Angharad lives in the heart of the city, but as I will learn, her work has a propensity to take her on the odd adventure. Today, I am but a waypoint on her journey west to deliver a session for a school in Cross Hands.

When the Prime Minister announced the first of three nationwide lockdowns, Calan were anticipating the release of their sixth studio album, Kistvaen, with a huge thirty-date tour booked to promote it.

“It disappeared overnight”, Angharad says, remembering her unforeseen slump into solitude. Before, she was part of a team; a united front engaged in unearthing traditional music from Wales’ rich cache of song and story.

Together, they would delve into old books and archives, obsessive about nurturing the bardic tradition of their homeland. She had never written lyrics before, preferring to consider her voice a conduit for the glut of historical material at her disposal. But with her ensemble out of reach, she tells me, “my whole approach changed”.

Angharad Jenkins

Musical chameleon

On the second of May 2023, now boldly styled ‘ANGHARAD’, the first single from Jenkins’ new alt-pop project appeared on streaming services. With its memorable hook and blazing brass melody, ‘Because I am a Woman’ is a sharp retort to those who branded her unambitious for desiring a family as well as her career.

“I realised I’ve got all these things I want to say”, she says. “Why can’t I have both?”

I ask Angharad what it was like to turn her hand to pop, after a lifetime of classical and traditional music. For her, it is about breaking out of the box and defying self-fulfilling prophecy.

Her two musical personas keep her interested and excited about her music making, solidifying her reputation as a ‘musical chameleon’. She tells me the songs that work are the ones with strong melodies – the pop songs.

“It’s what we’ll be singing in care homes”.

Angharad’s second solo single, released on the sixth of June 2023, is ‘Postpartum’. It is dark, dissonant, experimental, and presents a refreshing angle on the duality of motherhood. Over a resolute rhythm section, Angharad lists the ugly and often painful facets of the experience.
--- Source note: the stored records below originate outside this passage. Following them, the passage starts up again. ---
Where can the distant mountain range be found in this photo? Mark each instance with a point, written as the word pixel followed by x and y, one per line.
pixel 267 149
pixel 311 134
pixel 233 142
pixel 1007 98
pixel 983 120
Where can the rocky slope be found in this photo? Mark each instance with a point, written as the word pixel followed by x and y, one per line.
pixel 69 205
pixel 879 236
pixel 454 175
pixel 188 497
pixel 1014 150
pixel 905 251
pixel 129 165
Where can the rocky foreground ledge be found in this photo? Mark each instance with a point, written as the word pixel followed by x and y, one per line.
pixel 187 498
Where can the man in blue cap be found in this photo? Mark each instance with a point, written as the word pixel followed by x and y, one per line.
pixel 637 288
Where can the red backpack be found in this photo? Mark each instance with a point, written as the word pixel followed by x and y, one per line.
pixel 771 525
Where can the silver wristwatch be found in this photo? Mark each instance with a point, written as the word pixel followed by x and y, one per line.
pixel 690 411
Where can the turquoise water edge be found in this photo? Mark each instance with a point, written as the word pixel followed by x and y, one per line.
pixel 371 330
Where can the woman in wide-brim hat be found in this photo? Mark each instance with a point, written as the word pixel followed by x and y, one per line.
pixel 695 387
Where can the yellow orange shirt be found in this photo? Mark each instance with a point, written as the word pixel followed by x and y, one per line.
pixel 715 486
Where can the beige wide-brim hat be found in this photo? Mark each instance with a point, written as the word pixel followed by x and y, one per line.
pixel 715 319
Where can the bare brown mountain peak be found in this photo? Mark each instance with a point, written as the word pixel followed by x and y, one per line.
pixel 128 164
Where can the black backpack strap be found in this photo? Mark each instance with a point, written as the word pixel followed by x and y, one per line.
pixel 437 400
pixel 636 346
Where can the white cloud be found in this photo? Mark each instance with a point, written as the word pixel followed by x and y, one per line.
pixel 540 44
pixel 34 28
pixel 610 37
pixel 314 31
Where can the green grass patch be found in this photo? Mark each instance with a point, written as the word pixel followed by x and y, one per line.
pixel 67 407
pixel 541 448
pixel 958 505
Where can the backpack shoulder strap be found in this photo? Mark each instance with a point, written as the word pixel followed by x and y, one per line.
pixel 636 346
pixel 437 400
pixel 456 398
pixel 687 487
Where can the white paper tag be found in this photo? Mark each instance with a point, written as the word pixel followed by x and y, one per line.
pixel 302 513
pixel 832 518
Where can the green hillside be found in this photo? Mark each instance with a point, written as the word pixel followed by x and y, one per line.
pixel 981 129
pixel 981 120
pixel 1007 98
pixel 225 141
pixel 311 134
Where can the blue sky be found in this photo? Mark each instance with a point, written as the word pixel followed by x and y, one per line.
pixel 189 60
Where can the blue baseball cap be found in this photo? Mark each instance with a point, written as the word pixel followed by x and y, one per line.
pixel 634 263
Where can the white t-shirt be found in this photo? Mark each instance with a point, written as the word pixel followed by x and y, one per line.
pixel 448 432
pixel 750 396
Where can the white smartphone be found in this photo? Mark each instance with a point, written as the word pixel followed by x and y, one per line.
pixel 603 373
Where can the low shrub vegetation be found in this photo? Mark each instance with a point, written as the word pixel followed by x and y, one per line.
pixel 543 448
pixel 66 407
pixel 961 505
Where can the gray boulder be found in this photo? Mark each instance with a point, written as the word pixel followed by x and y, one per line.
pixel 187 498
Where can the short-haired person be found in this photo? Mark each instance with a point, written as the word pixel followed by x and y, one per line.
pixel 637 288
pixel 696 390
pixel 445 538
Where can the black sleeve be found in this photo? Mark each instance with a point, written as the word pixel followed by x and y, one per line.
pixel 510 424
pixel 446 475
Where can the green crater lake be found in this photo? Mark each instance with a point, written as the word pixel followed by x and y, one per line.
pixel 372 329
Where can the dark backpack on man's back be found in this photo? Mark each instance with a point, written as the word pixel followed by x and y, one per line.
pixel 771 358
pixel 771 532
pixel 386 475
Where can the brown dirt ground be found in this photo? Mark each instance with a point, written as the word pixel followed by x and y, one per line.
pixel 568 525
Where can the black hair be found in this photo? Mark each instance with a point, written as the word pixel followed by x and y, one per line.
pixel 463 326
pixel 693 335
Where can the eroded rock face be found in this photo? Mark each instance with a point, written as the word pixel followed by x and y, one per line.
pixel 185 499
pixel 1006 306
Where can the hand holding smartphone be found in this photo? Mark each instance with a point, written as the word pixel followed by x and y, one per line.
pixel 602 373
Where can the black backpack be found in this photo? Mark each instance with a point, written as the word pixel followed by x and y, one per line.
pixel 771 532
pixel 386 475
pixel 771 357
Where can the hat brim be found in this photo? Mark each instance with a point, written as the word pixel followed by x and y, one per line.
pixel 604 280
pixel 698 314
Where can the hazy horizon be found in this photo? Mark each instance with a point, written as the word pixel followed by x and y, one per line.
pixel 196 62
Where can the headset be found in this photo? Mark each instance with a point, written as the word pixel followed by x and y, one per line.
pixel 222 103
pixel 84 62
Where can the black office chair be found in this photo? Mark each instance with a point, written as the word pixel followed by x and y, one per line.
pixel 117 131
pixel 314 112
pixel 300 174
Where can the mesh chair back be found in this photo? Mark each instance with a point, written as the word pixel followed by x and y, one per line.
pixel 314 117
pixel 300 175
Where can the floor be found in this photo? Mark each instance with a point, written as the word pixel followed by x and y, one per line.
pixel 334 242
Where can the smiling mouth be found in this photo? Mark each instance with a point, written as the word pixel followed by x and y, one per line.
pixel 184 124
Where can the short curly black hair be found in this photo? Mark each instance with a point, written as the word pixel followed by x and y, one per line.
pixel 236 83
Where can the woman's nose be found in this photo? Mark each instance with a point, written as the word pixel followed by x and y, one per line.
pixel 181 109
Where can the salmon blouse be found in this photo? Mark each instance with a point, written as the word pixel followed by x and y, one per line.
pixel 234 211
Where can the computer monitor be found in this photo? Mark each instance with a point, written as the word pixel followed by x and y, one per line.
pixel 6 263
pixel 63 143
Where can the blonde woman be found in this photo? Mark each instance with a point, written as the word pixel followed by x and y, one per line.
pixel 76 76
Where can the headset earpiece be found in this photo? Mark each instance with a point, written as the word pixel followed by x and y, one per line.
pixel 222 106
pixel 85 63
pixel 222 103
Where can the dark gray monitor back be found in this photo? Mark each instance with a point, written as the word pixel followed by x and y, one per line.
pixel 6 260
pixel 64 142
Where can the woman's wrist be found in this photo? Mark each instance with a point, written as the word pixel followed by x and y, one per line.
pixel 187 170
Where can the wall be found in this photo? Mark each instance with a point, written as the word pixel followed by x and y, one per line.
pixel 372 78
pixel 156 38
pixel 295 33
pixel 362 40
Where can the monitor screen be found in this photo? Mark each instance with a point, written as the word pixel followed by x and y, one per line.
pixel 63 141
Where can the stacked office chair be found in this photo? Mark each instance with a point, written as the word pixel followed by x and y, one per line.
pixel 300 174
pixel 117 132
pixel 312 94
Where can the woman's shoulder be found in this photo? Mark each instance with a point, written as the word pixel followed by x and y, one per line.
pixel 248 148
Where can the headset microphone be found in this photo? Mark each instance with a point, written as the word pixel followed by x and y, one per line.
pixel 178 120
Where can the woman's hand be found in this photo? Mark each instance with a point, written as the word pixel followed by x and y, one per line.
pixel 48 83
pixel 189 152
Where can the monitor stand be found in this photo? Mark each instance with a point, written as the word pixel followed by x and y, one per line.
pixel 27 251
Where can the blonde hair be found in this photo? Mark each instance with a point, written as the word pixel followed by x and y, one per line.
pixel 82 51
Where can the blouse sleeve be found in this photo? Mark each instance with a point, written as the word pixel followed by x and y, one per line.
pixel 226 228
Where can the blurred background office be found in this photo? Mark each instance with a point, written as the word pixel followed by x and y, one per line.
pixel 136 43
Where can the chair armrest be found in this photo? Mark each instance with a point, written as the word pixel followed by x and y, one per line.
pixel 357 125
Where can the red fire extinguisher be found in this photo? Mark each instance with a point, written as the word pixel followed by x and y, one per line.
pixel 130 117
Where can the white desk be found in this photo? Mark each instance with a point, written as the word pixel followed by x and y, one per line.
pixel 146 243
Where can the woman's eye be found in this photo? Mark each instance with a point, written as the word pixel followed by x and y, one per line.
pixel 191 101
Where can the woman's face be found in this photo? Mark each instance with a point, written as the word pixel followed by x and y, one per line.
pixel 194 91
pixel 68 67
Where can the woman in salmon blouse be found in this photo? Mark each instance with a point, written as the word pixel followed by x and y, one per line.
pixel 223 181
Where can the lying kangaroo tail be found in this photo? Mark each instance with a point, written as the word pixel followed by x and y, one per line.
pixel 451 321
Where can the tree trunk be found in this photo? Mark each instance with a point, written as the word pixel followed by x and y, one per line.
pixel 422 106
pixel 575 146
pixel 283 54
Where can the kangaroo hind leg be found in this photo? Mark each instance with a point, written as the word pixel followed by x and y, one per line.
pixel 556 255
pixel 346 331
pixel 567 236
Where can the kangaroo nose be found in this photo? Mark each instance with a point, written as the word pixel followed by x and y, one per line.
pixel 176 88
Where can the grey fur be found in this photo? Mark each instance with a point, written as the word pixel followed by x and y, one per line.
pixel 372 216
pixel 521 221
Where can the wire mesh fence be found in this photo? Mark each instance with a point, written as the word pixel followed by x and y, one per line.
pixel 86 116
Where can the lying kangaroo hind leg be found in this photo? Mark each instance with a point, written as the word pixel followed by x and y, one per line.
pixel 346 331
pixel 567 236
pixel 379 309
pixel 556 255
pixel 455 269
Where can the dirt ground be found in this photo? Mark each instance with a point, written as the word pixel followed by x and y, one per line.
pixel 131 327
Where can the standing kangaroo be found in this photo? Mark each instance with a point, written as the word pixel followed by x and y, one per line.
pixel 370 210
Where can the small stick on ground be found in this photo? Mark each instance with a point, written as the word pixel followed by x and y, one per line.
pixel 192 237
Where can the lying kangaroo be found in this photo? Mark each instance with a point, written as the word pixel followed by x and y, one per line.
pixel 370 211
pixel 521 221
We see her eschew her usual bright and melodic vocal performance and deliver the lyrics in a monotonous drone, as if to drive her exhaustion home.

The song is honest, relatable, and important. It is not hard to imagine a mass of women in the throes of catharsis, shouting “get off my tits” right back at her.

New motherhood

This is why she does it. As part of Live Music Now, a Welsh community arts initiative, Angharad facilitates workshops which aid caregivers in writing personalised lullabies for their children.
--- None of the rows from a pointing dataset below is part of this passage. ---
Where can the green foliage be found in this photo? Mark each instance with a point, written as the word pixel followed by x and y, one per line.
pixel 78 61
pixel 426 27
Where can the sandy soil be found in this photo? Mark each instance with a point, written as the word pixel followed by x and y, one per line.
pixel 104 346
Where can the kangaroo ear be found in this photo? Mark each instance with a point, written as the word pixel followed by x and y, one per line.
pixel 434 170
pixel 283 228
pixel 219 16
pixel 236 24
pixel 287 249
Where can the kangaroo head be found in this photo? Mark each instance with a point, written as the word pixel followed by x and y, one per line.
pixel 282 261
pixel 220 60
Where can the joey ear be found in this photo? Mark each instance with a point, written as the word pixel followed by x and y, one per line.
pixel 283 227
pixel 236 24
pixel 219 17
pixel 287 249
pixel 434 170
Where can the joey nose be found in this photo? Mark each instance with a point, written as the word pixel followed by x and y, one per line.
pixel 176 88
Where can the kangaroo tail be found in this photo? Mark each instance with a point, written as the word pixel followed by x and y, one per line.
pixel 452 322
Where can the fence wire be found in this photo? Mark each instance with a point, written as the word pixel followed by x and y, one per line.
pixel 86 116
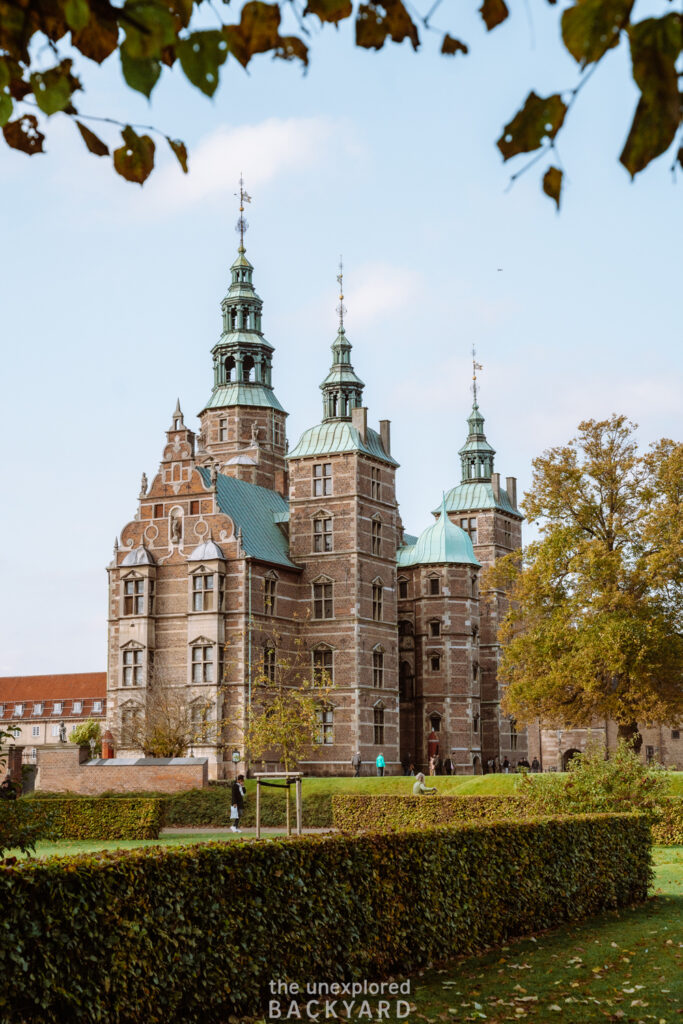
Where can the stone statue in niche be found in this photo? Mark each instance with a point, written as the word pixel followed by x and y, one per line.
pixel 176 528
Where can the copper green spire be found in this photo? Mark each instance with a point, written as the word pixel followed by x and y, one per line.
pixel 476 455
pixel 342 389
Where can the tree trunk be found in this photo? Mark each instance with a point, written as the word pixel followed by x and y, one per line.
pixel 629 732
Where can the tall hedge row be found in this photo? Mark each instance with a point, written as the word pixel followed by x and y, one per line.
pixel 195 934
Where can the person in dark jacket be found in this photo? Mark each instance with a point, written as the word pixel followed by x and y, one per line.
pixel 238 803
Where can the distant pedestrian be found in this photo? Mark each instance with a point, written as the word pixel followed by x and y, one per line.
pixel 237 802
pixel 419 787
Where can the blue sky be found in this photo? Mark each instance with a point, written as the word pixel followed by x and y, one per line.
pixel 111 292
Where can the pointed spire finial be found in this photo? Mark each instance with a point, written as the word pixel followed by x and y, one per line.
pixel 475 366
pixel 242 224
pixel 341 308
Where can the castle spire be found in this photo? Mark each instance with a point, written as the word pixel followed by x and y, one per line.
pixel 476 455
pixel 342 388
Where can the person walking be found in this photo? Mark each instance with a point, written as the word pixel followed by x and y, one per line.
pixel 237 802
pixel 419 787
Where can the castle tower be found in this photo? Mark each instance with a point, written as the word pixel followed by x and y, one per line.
pixel 243 423
pixel 344 534
pixel 488 513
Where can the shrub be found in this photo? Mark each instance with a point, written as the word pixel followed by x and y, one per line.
pixel 392 813
pixel 97 817
pixel 195 934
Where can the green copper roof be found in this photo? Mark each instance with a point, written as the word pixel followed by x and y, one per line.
pixel 470 497
pixel 244 394
pixel 338 436
pixel 255 511
pixel 441 543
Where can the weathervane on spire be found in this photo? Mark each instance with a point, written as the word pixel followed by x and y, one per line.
pixel 242 224
pixel 475 366
pixel 341 308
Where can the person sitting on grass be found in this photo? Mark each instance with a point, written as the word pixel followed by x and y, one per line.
pixel 419 787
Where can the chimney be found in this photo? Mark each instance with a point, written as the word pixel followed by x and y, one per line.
pixel 385 435
pixel 359 421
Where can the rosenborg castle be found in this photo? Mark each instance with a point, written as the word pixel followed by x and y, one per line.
pixel 243 543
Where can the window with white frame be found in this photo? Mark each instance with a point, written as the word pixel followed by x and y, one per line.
pixel 133 597
pixel 378 668
pixel 203 592
pixel 202 659
pixel 132 667
pixel 323 600
pixel 323 532
pixel 326 726
pixel 323 667
pixel 322 479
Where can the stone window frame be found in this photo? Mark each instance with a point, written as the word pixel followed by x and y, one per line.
pixel 270 593
pixel 132 666
pixel 378 599
pixel 323 531
pixel 322 650
pixel 378 667
pixel 321 597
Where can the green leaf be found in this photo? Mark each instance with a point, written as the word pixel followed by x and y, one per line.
pixel 77 13
pixel 655 45
pixel 6 107
pixel 180 151
pixel 494 11
pixel 150 28
pixel 201 55
pixel 453 46
pixel 538 120
pixel 330 10
pixel 140 73
pixel 93 142
pixel 53 88
pixel 135 160
pixel 23 134
pixel 377 20
pixel 552 184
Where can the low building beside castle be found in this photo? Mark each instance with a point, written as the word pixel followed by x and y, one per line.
pixel 240 546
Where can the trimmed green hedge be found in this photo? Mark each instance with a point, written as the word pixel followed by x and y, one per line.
pixel 195 934
pixel 97 817
pixel 391 813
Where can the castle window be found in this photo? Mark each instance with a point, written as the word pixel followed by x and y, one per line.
pixel 322 478
pixel 269 584
pixel 323 667
pixel 377 537
pixel 133 597
pixel 323 606
pixel 378 668
pixel 269 664
pixel 203 664
pixel 378 716
pixel 378 591
pixel 203 592
pixel 376 482
pixel 323 534
pixel 132 670
pixel 326 726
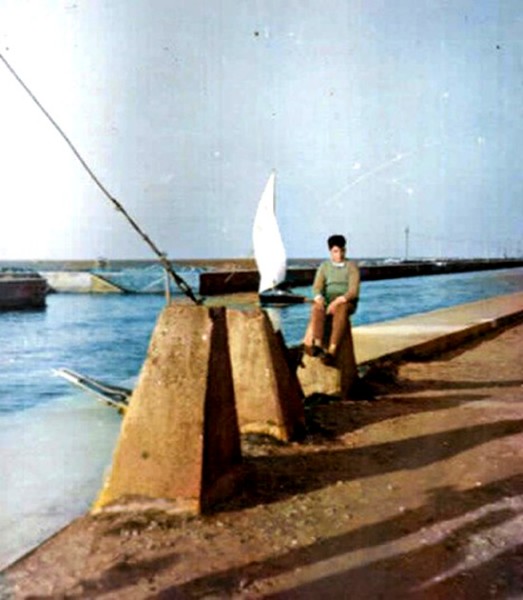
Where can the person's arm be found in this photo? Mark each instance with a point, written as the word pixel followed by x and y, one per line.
pixel 319 284
pixel 353 291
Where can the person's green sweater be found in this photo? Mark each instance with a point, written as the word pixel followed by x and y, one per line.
pixel 337 279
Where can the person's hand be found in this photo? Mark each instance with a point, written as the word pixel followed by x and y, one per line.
pixel 335 303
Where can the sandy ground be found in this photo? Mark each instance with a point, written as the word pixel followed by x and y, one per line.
pixel 415 493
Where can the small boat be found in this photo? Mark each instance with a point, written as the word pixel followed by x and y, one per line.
pixel 277 295
pixel 22 290
pixel 113 395
pixel 269 251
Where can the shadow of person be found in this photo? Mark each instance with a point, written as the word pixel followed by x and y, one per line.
pixel 422 544
pixel 276 477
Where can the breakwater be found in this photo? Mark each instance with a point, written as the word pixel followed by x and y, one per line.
pixel 247 280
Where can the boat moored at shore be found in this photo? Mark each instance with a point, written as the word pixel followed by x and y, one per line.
pixel 21 290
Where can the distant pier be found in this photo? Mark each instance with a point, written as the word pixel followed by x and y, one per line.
pixel 247 280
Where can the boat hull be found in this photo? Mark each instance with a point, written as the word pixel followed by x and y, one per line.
pixel 22 292
pixel 280 297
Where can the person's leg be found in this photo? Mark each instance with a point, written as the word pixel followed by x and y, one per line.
pixel 339 326
pixel 315 330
The workshops provide a safe space for women to speak candidly about their difficult and often traumatic experiences of new motherhood.

“My motivation now is connecting”, she says. “I feel far more useful as a musician when I’m in a room with eight mums, seeing them grow, develop, feel better”.

As a young virtuoso, her work with Calan was a free ticket to see the world, but it was impersonal; performative; formulaic.

Growing her family meant finding a way to restructure her priorities, whilst keeping her music in the vanguard.

Sonic realms

Folk is still a salient feature of her creative output, evidenced by the new album Calennig, meaning ‘New Year’s Gift’, which finds its home on her Sienco record label.

The record is a collaborative effort between herself and jazz pianist Huw Warren; a reimagining of the ancient Plygain carol tradition wherein the centuries-old sermons-in-song are treated with openness and creativity.

Whilst Angharad’s voice – pure, direct and assured – stays true to the original melodies and lyrics of these carols, Huw’s distinctive harmonic accompaniment takes these songs to new sonic realms.

“I feel so lucky to be playing with him”, Angharad beams at me. “He’s intuitive. He gives the words and melody space, letting them shine”.

Angharad Jenkins and Huw Warren, image by Laurentina Miksys

Resonating sound

The album opens with a controlled rivulet of Huw’s piano in ‘Awn y Fethlem’, which carries the listener to a primitive Welsh landscape. Angharad’s ambient bowing then swells gently beneath the keys and rises to pre-eminence within the piece.

I ask her about the distinct, resonating sound of her instrument, which could almost mimic a cello in pitch.

“I’m actually playing an octave violin”, she tells me. The bespoke instrument is made by Tim Phillips, a master craftsman based in Powys. “You wouldn’t find this in an orchestra”.

Angharad Jenkins perfoming at Dora Stoutzker Hall

Collaboration

A week later, I have the pleasure of seeing the fruits of this collaboration live in the warmth of the Dora Stoutzker Hall at the Royal Welsh College of Music and Drama.

Accompanied by a clutch of Huw’s supremely talented jazz students, these songs are transformed once again. In this new iteration they are a different beast, elevated by the boundless improvisational skills of Huw and co.

At the helm, Angharad earns her colours whilst remaining authentically herself, further proof of her ability to both subvert and honour Welsh music traditions.

Calennig was released on 1 December 2023.